Search code examples
databasepostgresqlrdbmsdatabase-normalizationdenormalization

Understanding Denormalization in Relational Databases?


Let's say I have tables like below in NF3

Table Name: Address

  • line1
  • line2
  • state_id

Table Name: State

  • id
  • name
  • country_id

Table Name: Country

  • id
  • name

Now I want to denormalize this table so that read will be faster and I don't need to JOIN multiple tables, but I couldn't able understand what is denormalization is.

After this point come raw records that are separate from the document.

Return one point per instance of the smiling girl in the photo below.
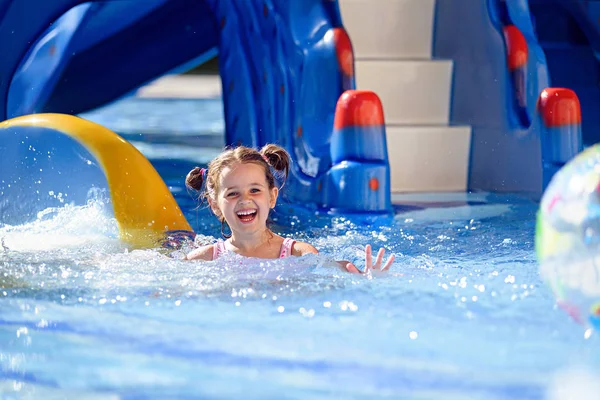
(240, 187)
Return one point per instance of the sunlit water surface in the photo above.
(462, 314)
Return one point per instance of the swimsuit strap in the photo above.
(219, 249)
(286, 247)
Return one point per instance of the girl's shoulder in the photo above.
(202, 253)
(302, 248)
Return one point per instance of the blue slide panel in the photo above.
(284, 66)
(93, 65)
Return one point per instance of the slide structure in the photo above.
(526, 78)
(287, 70)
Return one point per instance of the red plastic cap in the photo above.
(358, 108)
(516, 47)
(559, 107)
(343, 51)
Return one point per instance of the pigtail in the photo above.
(195, 178)
(277, 158)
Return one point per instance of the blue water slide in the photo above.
(287, 70)
(98, 51)
(504, 87)
(569, 34)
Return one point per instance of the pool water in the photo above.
(462, 314)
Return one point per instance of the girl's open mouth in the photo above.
(246, 215)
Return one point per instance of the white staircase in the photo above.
(392, 46)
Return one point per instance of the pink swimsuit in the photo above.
(286, 248)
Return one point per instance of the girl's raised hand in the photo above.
(350, 267)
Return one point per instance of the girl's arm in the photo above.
(369, 266)
(300, 248)
(201, 253)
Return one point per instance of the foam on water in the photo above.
(462, 313)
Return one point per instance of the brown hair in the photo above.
(271, 157)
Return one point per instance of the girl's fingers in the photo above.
(368, 257)
(352, 268)
(389, 262)
(379, 259)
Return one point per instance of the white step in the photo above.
(428, 158)
(389, 28)
(412, 92)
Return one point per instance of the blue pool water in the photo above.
(462, 314)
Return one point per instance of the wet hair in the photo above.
(273, 158)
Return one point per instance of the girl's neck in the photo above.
(252, 241)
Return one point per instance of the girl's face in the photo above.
(244, 198)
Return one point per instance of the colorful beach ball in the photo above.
(568, 237)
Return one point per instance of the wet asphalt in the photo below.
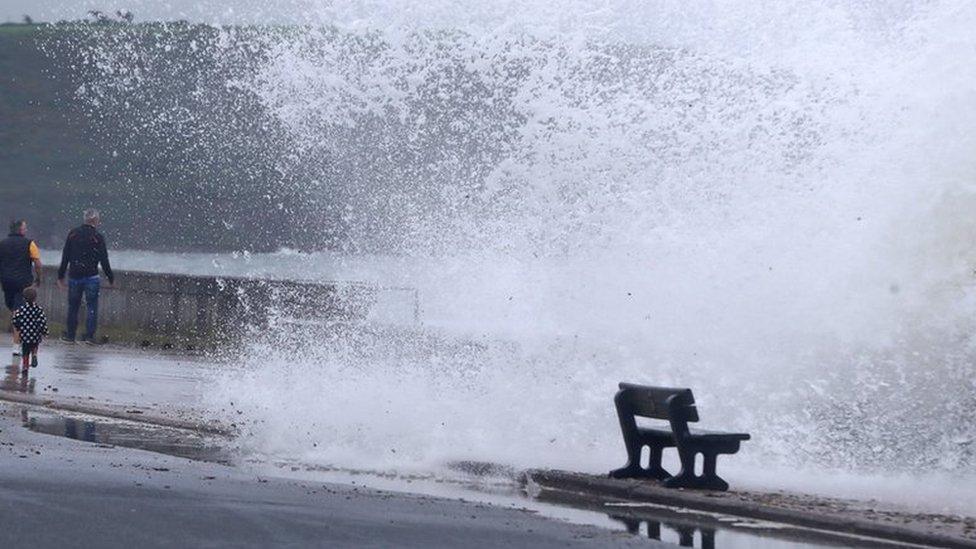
(76, 490)
(58, 492)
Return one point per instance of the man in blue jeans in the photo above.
(83, 251)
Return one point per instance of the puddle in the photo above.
(163, 440)
(685, 528)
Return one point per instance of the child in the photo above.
(30, 322)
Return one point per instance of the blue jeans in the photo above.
(89, 288)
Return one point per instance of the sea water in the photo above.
(769, 203)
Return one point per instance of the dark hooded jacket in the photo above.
(83, 251)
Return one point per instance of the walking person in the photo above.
(83, 251)
(20, 267)
(32, 326)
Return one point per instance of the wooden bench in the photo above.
(677, 407)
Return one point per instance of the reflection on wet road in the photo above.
(110, 374)
(164, 440)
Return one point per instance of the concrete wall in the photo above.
(154, 307)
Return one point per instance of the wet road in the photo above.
(109, 374)
(57, 492)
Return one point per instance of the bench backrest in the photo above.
(676, 405)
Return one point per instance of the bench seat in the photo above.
(677, 407)
(695, 433)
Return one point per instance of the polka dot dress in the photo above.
(31, 323)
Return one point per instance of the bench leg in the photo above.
(686, 478)
(633, 469)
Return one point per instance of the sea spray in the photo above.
(765, 203)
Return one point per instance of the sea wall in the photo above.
(156, 308)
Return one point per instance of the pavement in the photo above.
(59, 492)
(55, 491)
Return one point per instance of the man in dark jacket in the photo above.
(83, 251)
(20, 261)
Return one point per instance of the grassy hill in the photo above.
(207, 184)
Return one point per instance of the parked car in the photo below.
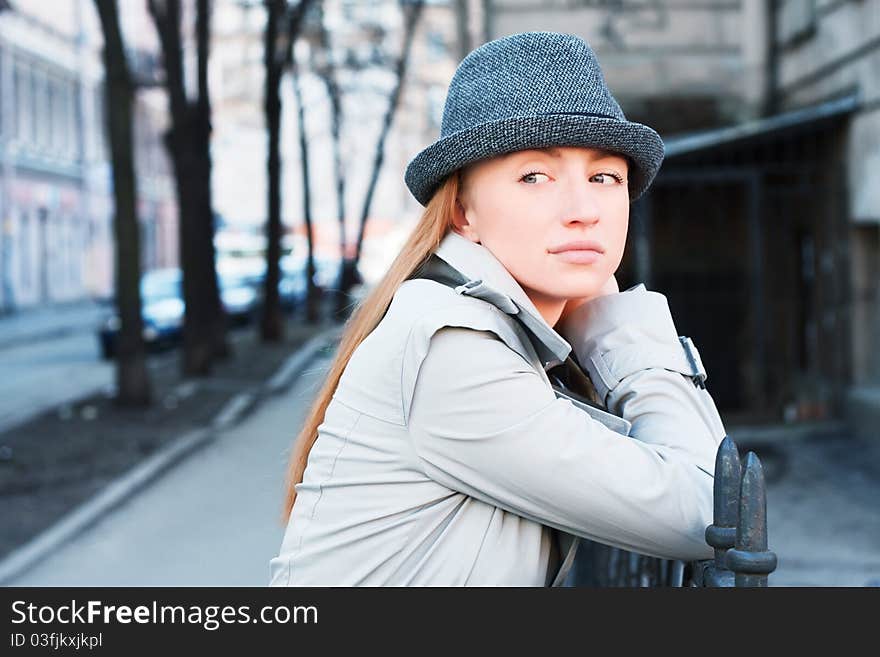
(240, 298)
(163, 308)
(162, 313)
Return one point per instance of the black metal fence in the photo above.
(738, 534)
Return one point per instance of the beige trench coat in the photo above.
(445, 457)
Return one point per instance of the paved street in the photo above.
(212, 519)
(47, 372)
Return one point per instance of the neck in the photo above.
(550, 307)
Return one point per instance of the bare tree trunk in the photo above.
(347, 276)
(188, 142)
(202, 138)
(271, 324)
(132, 381)
(412, 11)
(313, 293)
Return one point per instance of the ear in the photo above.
(461, 225)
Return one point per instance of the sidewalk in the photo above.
(49, 321)
(212, 520)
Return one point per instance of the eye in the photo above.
(608, 177)
(532, 173)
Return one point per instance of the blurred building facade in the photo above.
(762, 226)
(56, 201)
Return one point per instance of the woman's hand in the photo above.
(610, 287)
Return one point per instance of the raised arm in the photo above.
(483, 422)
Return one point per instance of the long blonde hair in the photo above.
(434, 224)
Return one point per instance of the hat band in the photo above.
(601, 116)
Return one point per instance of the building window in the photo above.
(797, 20)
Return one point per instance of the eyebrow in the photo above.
(553, 151)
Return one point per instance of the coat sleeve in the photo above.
(483, 422)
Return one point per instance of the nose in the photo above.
(582, 204)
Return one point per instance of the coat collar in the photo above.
(489, 280)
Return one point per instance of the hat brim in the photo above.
(640, 143)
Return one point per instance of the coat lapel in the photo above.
(486, 278)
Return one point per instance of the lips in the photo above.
(578, 245)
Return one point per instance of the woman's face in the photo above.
(524, 206)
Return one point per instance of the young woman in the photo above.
(438, 452)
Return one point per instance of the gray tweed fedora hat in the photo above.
(531, 90)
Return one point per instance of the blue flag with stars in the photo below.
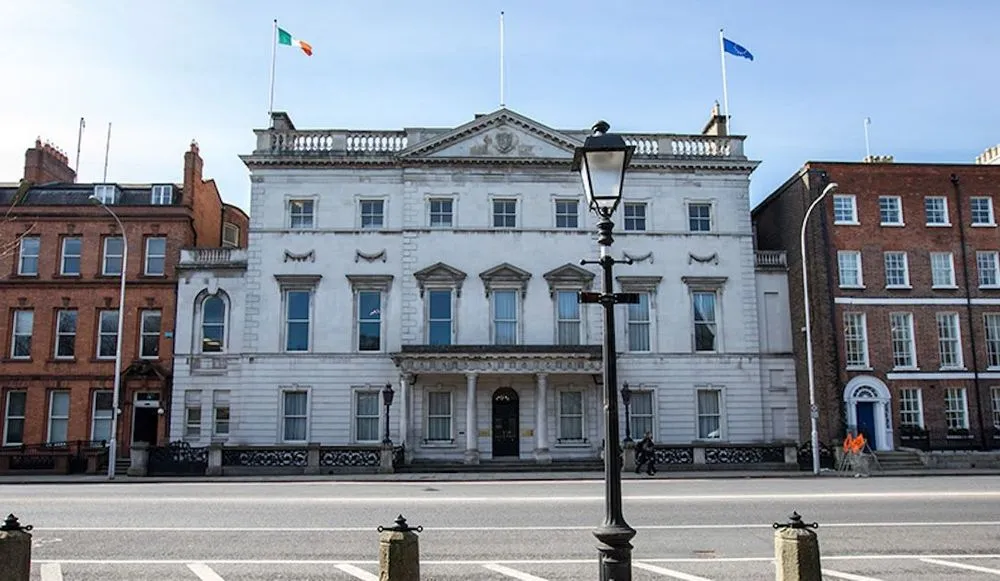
(735, 49)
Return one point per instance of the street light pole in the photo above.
(813, 408)
(601, 162)
(113, 443)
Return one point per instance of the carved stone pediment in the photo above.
(440, 274)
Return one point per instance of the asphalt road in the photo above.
(912, 529)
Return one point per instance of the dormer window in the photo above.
(106, 193)
(162, 195)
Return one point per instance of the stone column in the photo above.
(471, 426)
(542, 455)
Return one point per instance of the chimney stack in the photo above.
(46, 163)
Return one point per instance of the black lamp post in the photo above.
(387, 394)
(601, 162)
(626, 399)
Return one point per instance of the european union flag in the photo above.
(735, 49)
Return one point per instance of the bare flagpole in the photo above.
(274, 55)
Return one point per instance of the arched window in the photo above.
(213, 325)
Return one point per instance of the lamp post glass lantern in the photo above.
(602, 161)
(387, 395)
(113, 441)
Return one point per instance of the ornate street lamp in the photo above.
(387, 395)
(626, 399)
(601, 162)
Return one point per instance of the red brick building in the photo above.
(904, 283)
(60, 265)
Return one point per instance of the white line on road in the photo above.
(847, 576)
(51, 572)
(512, 528)
(452, 500)
(204, 572)
(356, 572)
(669, 572)
(512, 572)
(963, 566)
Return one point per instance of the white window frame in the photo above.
(381, 215)
(860, 320)
(162, 195)
(949, 331)
(904, 322)
(59, 333)
(853, 221)
(450, 440)
(222, 400)
(494, 214)
(631, 223)
(149, 254)
(193, 425)
(886, 257)
(983, 274)
(16, 331)
(721, 399)
(689, 205)
(284, 417)
(450, 214)
(104, 417)
(52, 418)
(911, 405)
(24, 254)
(105, 256)
(356, 416)
(63, 255)
(943, 259)
(293, 204)
(946, 222)
(842, 266)
(100, 333)
(959, 396)
(972, 212)
(899, 211)
(560, 437)
(8, 418)
(573, 216)
(144, 332)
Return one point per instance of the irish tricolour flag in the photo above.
(284, 37)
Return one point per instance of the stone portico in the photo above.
(511, 397)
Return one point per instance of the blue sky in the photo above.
(166, 72)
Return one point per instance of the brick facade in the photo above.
(777, 222)
(49, 211)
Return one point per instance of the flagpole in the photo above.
(274, 54)
(501, 62)
(725, 88)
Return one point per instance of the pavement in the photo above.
(694, 529)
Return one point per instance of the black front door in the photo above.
(505, 425)
(144, 425)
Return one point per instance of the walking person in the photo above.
(645, 453)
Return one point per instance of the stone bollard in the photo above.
(398, 552)
(15, 550)
(796, 551)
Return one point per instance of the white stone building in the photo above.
(445, 262)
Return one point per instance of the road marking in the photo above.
(512, 572)
(204, 572)
(669, 572)
(513, 528)
(963, 566)
(357, 572)
(381, 500)
(51, 572)
(847, 576)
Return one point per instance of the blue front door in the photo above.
(866, 421)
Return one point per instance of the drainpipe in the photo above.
(969, 314)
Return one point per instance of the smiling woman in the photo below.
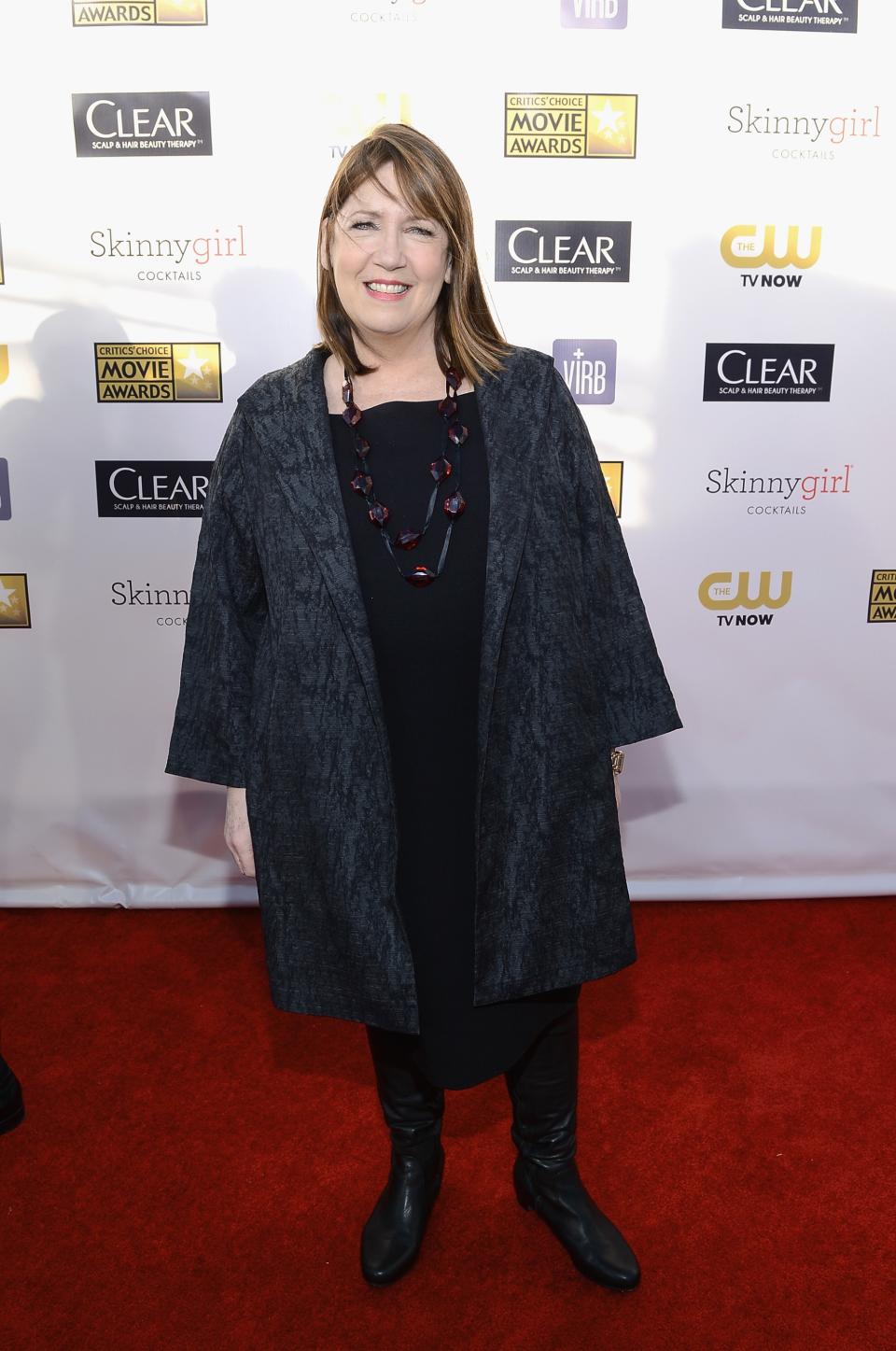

Example 1) Do I need to keep tables like above in 3NF, and extra columns to Address like state_name, country_name so the resulting table looks like below.

Table Name Address

  • line1
  • line2
  • state_name
  • country_name
  • state_id

Or

Example 2) Do I need to remove state_id from the Address table and keep state_name and country_name.

Table Name Address

  • line1
  • line2
  • state_name
  • country_name

From the above 2 examples, which is denormalization?


Solution

  • Quoting Wikipedia:

    Denormalization is the process of trying to improve the read performance of a database, at the expense of losing some write performance, by adding redundant copies of data or by grouping data.

    So, by adding state_name to the Address table, you have denormalized the database.

    It doesn't matter whether you eliminate state_id or not. The simple act of added a column like state_name that has a lot of rows with the same value, makes the database denormalized.